Zero Downtime Deployment#

What Is The Zero Downtime Deployment?#

Zero downtime deployment in Kubernetes is a process that allows updates to take place without causing any interruption to the service. This is achieved by incrementally replacing the current Pods with new ones and usually called Rolling update.
Rolling Updates: By default, Kubernetes deployments roll-out pod version updates with a rolling update strategy. This strategy aims to prevent application downtime by keeping at least some instances up-and-running at any point in time while performing the updates. Old pods are only shutdown after new pods of the new deployment version have started-up and became ready to handle traffic.
Depending on the workload and available compute resources, we can configure how many instances we want to over- or under-provision at any time. For example, given three desired replicas, should we create three new pods immediately and wait for all of them to start up, should we terminate all old pods except one, or do the transition one-by-one.
To make Kubernetes knows the pods are ready to to handle traffic or shutdown we have to configure the Readiness Probe and Liveness Probe. Kubernetes will only route the client traffic to the pods with a healthy `Liveness Probe.
The pods have to provide a method for Kubernetes then it can check the health status of them. In Spring Boot 3.x Actuator & Graceful Shutdown we used Spring Boot Actuator for monitoring and managing Spring Boot application. It also exporting Liveness and Readiness Probes which will help Spring Boot integrates better with Kubernetes deployment environment.
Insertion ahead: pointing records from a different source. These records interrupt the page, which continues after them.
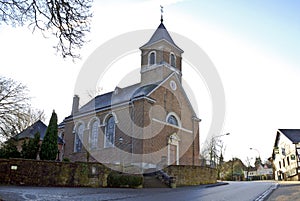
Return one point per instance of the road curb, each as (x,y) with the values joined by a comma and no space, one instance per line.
(266,194)
(216,184)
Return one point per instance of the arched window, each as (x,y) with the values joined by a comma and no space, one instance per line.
(78,138)
(110,132)
(172,120)
(151,58)
(172,60)
(94,135)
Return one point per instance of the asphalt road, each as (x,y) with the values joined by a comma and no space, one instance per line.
(286,191)
(235,191)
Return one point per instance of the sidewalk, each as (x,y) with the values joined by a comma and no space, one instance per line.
(286,191)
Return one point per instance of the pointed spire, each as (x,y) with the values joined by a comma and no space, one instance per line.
(161,13)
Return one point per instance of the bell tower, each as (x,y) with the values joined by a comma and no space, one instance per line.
(160,57)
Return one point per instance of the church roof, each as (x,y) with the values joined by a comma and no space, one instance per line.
(30,131)
(118,96)
(161,33)
(291,134)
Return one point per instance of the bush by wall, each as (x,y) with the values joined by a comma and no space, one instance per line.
(188,175)
(115,179)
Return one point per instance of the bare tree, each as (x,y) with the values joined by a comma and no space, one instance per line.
(15,111)
(67,20)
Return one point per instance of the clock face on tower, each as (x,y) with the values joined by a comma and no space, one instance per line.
(173,85)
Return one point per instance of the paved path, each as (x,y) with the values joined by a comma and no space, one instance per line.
(287,191)
(235,191)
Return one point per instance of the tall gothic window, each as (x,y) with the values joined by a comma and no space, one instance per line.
(110,132)
(78,138)
(172,120)
(172,60)
(94,135)
(152,58)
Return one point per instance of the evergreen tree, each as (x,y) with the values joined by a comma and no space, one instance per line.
(9,149)
(49,147)
(24,149)
(30,149)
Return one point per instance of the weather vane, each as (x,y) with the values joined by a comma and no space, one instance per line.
(161,13)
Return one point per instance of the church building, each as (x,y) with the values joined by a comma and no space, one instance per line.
(151,124)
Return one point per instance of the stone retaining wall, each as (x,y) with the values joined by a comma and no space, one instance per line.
(192,175)
(86,174)
(49,173)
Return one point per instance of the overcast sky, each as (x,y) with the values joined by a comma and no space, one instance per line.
(254,46)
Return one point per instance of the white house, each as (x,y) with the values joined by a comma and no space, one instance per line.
(286,154)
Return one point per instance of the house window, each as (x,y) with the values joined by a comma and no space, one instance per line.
(172,60)
(110,132)
(94,135)
(78,138)
(172,120)
(151,58)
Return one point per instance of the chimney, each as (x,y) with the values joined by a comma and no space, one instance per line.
(75,106)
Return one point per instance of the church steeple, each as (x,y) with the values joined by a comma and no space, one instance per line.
(160,56)
(161,13)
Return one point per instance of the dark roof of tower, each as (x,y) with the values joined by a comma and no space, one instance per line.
(161,33)
(291,134)
(30,131)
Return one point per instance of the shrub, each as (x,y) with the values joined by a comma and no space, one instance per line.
(66,160)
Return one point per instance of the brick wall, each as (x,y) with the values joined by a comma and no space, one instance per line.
(192,175)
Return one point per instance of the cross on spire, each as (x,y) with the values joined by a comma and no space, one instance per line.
(161,13)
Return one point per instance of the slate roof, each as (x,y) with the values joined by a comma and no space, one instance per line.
(161,33)
(30,131)
(291,134)
(118,96)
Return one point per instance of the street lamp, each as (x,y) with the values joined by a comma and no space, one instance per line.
(255,150)
(213,148)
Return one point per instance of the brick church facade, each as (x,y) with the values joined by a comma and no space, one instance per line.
(150,124)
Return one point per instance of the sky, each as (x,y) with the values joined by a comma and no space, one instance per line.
(254,46)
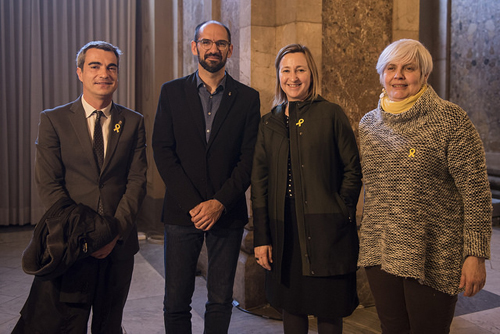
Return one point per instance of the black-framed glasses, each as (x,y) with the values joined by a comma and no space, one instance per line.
(207,44)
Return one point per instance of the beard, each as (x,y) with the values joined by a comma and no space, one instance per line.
(210,66)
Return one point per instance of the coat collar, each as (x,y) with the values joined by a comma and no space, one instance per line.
(196,109)
(81,128)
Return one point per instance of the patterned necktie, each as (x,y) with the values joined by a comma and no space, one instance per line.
(99,150)
(98,140)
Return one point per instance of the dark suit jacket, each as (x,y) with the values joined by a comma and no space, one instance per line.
(194,170)
(65,166)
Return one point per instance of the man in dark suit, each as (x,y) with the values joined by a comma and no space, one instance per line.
(203,141)
(110,179)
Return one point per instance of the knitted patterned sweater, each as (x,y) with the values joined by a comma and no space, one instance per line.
(427,196)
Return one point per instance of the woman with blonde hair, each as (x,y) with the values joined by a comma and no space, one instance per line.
(426,224)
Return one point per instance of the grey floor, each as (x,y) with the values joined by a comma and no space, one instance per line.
(143,311)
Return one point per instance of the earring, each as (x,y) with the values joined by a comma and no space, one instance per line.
(384,93)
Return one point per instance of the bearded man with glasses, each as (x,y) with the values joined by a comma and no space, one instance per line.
(203,142)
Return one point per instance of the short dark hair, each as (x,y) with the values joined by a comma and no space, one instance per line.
(101,45)
(198,28)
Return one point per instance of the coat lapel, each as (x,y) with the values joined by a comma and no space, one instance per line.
(80,125)
(230,93)
(116,128)
(276,121)
(195,109)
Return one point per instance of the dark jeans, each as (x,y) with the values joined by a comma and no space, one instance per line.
(182,249)
(406,306)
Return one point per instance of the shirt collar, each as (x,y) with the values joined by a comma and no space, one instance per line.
(220,87)
(89,109)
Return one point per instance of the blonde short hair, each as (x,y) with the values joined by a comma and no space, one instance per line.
(406,50)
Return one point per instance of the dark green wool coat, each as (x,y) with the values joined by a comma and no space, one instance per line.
(327,181)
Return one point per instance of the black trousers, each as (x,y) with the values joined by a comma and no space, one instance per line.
(63,305)
(406,306)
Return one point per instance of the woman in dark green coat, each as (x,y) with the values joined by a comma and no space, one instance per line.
(306,180)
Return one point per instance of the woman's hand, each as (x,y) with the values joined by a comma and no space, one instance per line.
(263,256)
(473,275)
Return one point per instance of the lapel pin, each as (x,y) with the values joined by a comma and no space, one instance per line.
(117,127)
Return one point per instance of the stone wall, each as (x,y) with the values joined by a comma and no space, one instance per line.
(354,34)
(475,66)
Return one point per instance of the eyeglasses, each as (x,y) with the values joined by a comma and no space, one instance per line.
(207,44)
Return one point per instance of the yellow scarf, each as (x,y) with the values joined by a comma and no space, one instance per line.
(398,107)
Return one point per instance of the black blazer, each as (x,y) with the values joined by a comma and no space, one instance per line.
(194,170)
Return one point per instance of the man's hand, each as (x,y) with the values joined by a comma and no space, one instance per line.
(106,250)
(206,214)
(264,256)
(473,275)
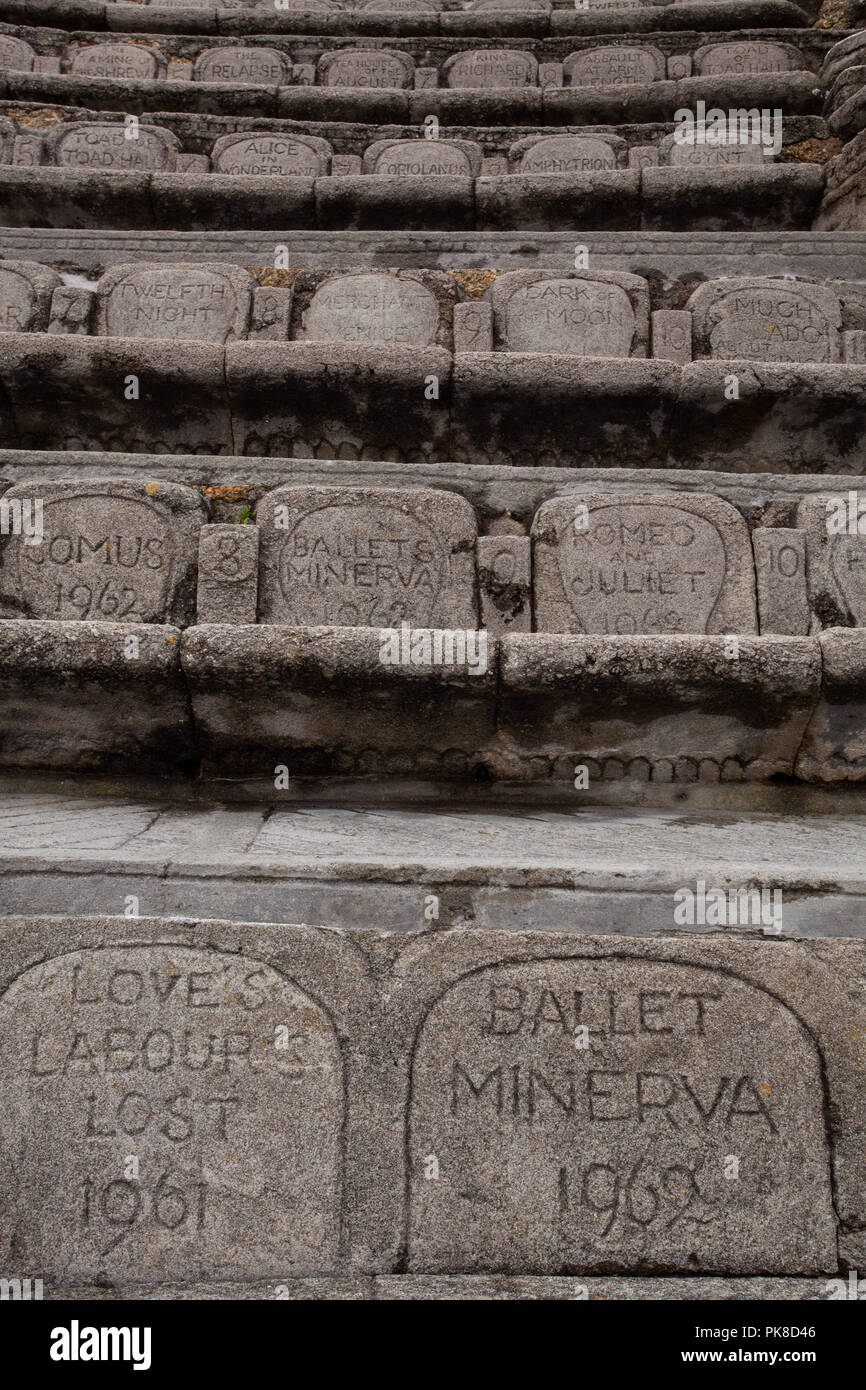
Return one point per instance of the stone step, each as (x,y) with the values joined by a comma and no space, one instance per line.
(471,1101)
(256,148)
(310,399)
(838,255)
(445,17)
(72,848)
(708,199)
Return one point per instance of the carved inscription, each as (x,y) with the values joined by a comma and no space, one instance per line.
(367,68)
(267,154)
(107,553)
(128,61)
(731,154)
(491,68)
(752,56)
(17,302)
(613,66)
(616,1115)
(15,56)
(567,154)
(770,321)
(168,1114)
(371,307)
(241,66)
(591,319)
(106,146)
(416,159)
(366,558)
(642,563)
(362,567)
(173,302)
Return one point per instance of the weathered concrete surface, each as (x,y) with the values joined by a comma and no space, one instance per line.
(833,253)
(620,1043)
(470,1287)
(580,869)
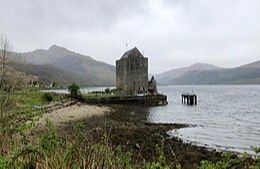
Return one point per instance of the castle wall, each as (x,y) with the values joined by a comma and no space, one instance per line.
(132,74)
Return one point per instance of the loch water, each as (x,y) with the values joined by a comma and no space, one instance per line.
(227,117)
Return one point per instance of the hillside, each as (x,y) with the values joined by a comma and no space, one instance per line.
(167,77)
(246,74)
(49,74)
(65,66)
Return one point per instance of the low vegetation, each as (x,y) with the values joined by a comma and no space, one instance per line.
(24,145)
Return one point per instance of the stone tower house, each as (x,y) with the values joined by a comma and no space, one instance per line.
(132,72)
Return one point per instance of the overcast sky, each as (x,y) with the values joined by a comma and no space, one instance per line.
(171,33)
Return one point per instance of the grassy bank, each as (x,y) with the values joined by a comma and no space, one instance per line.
(119,139)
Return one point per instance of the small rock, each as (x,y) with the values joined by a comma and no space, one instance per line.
(137,146)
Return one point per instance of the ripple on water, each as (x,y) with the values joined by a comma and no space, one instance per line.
(227,117)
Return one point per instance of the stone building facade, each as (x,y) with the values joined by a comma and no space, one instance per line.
(152,86)
(132,72)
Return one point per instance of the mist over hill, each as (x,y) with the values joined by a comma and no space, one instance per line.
(199,74)
(63,66)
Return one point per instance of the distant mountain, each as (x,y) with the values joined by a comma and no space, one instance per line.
(246,74)
(65,66)
(252,65)
(167,77)
(49,74)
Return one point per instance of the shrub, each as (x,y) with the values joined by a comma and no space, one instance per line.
(47,97)
(107,90)
(74,90)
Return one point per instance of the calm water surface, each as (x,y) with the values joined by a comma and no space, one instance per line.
(226,117)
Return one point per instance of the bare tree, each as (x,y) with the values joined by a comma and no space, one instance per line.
(11,115)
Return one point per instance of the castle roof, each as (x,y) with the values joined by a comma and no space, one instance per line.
(132,52)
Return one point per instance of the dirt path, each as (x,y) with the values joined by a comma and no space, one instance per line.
(75,112)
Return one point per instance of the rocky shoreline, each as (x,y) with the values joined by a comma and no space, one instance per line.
(126,127)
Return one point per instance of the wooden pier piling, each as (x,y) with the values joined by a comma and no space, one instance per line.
(189,99)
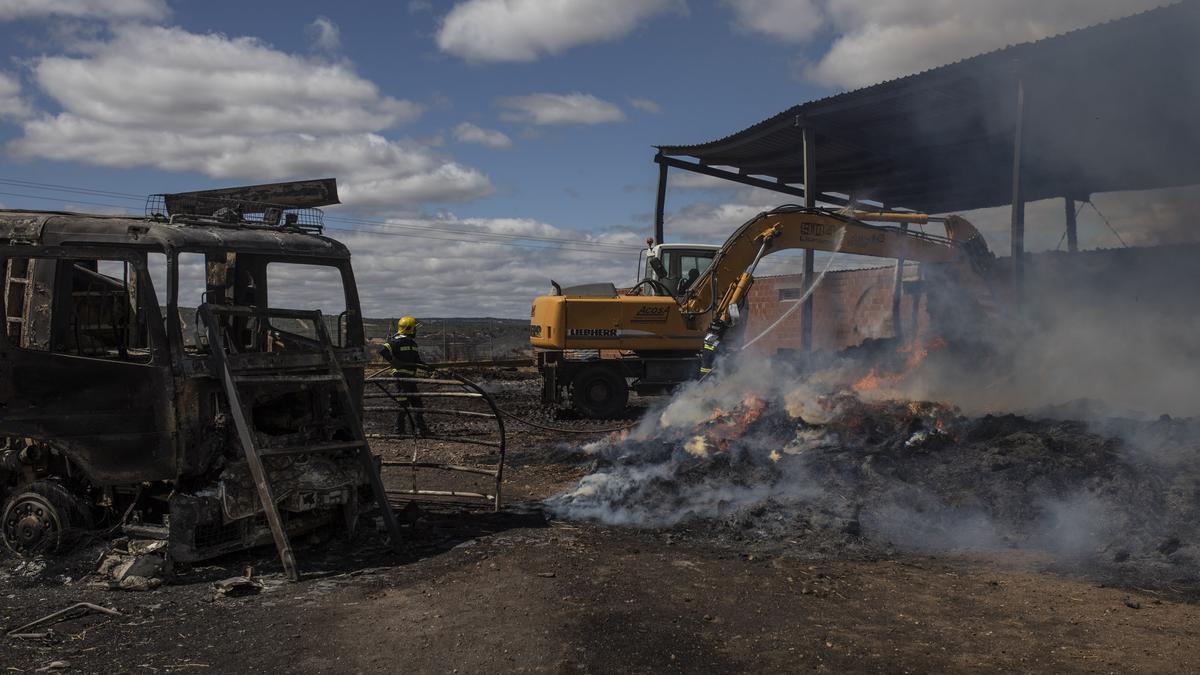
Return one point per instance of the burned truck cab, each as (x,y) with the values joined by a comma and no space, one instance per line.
(113,410)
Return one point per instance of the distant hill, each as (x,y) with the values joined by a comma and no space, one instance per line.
(462,339)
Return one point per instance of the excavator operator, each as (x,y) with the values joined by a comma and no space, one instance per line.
(401,352)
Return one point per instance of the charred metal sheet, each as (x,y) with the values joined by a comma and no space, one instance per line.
(73,230)
(300,193)
(22,228)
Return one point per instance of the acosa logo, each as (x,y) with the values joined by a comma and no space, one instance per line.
(651,312)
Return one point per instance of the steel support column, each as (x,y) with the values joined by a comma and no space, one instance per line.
(660,203)
(810,201)
(1018,216)
(1072,227)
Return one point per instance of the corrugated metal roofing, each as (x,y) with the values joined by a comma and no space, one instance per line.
(1109,107)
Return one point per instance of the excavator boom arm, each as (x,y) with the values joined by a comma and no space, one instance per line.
(795,227)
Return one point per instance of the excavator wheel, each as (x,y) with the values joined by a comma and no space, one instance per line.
(41,518)
(599,392)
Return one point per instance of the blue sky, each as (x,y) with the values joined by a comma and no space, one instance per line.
(484,121)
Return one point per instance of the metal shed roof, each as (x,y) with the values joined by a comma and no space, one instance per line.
(1109,107)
Zero Downtime Configuration Example#

To speed up the configuration we will reuse the examples from other topics as below.
1. For Spring Boot Actuator configuration we will result the Spring Boot project of topic Spring Boot 3.x Actuator & Graceful Shutdown.
2. Then to build the Docker Image for that Spring Boot project we will result the Dockerfile in the topic Docker With SpringBoot
3. Then to public the docker image of step above to the Minikube Docker Repository we will review step Spring Boot Deployment in Minikube Sample Project.
4. Finally, we will reuse the existing deployment configuration in topic Helm.
Let's do the step 1 to step 3 by yourself. For the step 4 we just need to copy the all the files in the folder sample of Helm and paste to another folder ex: zero-downtime.

Now, let's open the spring-boot-deployment.yaml and put the configurations as below.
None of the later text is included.